18-Günlük

979 40 3
                                    

Belkide bu konuya hiç girmemeliydim. Şuan Berk'in yüz ifadesi beni o kadar çok korkutuyordu ki gerçekten son 10 dakikadır soğuk bakışları üzerimdeydi.

"Özür dilerim."

Sanki yüzümde dalmış gitmiş gibi gözlerini kırpıştırdı. Kafasını 'hayır' anlamında yavaşça salladı.

"O bir not değil." sesi pürüzlü çıkmıştı. Ağlamaya hazır biri gibi. Hayır, bunu kaldıramazdım Berk ağlayamazdı. O böyle biri değildi.

"O bir günlük parçası." derin bir nefes aldı ve elini saçına götürdü.
"Küçükken, günlük yazmayı çok severdim. Ama ben o tarihten sonra günlük yazmayı bıraktım."
Şuan içimden 'Neden' diye sormak vardı ama onu paramparça edemezdim.

"Neden mi?" aklımı okumuştu. Benim ağzımdan çıkıcak kelime onun ağzından çıkarken gözlerini gözlerimden ayırmıyordu.

"Çünkü o günlük bana acı veriyordu. Sürekli geçmişte yaşanan kötü olaylar, aile içi problemler."

Biraz durdu. Bu cümleler bile ona acı veriyordu.

"Küçükken yanımda sadece o günlük vardı. Kimseyle konuşmam kimsenin suratına bakmazdım."

"Neden? İnsanları dışladın ki?"

Sonunda kafamda ki soru işaretlerini ortaya dökebilmiştim. Gerçekten merak ediyordum niye böyle birşey yaptığını.

"Yanımda sadece ailem kalsın istemiştim belkide..." Hafifçe yutkununca gözlerinin dolduğunu gördüm. Benimde gözlerim dolarken sadece onu izliyordun. "...onlar beni istemedi."

Göz yaşını gördüğüm an bütün dünyam başıma yıkıldı. Böyle ağaçlı ve çimenli güzel bir ortamda herşeyim mahvoldu sanki. Gözyaşı düşer düşmez eliyle sildi ve belli bir süre sustu.

Onu ağlarken görmem pek hoşuna gitmemiş olmalıydı o yüzden hemen eliyle gözyaşını silmişti.

"Hayat işte.

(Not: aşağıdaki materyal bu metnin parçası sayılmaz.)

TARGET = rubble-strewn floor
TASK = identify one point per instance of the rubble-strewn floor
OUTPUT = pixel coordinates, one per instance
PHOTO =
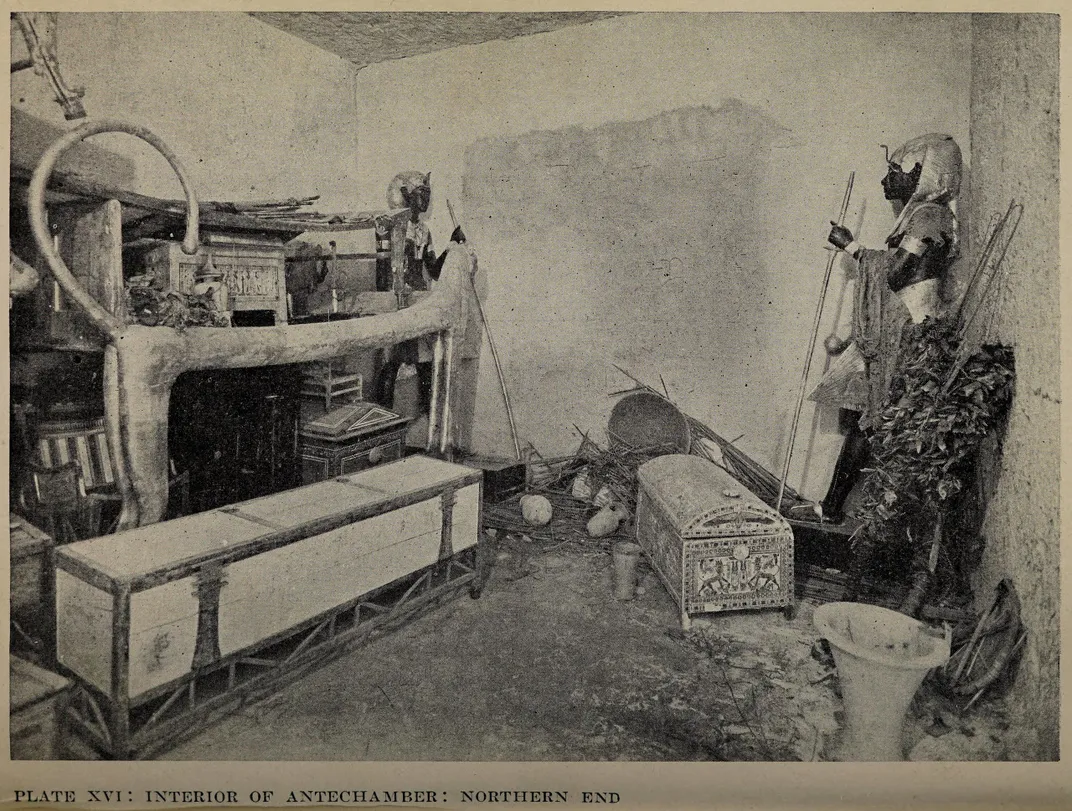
(548, 666)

Herkes şanslı olamıyor."

"Haklısın, herkes her konuda üstün değil. Ama bazen üstün olmak için haksızlık yapıyorlar."

"Ne?"

Konu bambaşka bir yere gitmişti benim kafamda. Merveden ve o şarkıdan bahsediyordum. Aklım karışmıştı.

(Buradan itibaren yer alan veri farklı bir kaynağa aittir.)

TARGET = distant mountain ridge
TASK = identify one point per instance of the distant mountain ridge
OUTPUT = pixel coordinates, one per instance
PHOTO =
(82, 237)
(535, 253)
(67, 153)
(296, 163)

"Pardon, aklım başka yere gitti."

Berk artık ağlama modundan çıkmış gibiydi. Hafifçe dudağının kenarını kıvırdı. Sonra tekrar üzgün moduna geçti bizim yaşantımız hep böyle mi olucaktı yani ailelerimiz tarafından mahvedilen bir hayat mı olucaktı.

Aklıma annem gelince gözlerim yavaş yavaş dolmaya başladı. Bana bunu nasıl yapardı? Ben onun kızıydım! Bana bunu yapmaya hakkı yoktu.

"Gel buraya, başımın belası."

Berk kollarıyla beni sarınca söyledikleri karşısında hafifçe gülümsedim.

"Söyledim oğlum ben sana belayım ben."

"Biliyorum ama bu halin o kadar güzel ki. Anlatamam... Sen bu dünyada bana özel olarak gönderilmiş bir hediye gibisin Alya. Beni sakın bırakma," yine sesi titremişti. Bir daha ağlamamalıydı buna dayanamazdım. "...benim senden başka kimsem yok."

"Bende senin kadar yalnızım."

"Asla birbirimizi bırakmayalım. Bizim birbirimizden başka kimsemiz yok."

Bu sohbetler kapandıktan sonra bizde kendimizi çimenlerin üzerine attık ve gökyüzünü izlemeye başladık. Berk'in aklına birşey gelmiş gibi bana doğru döndü.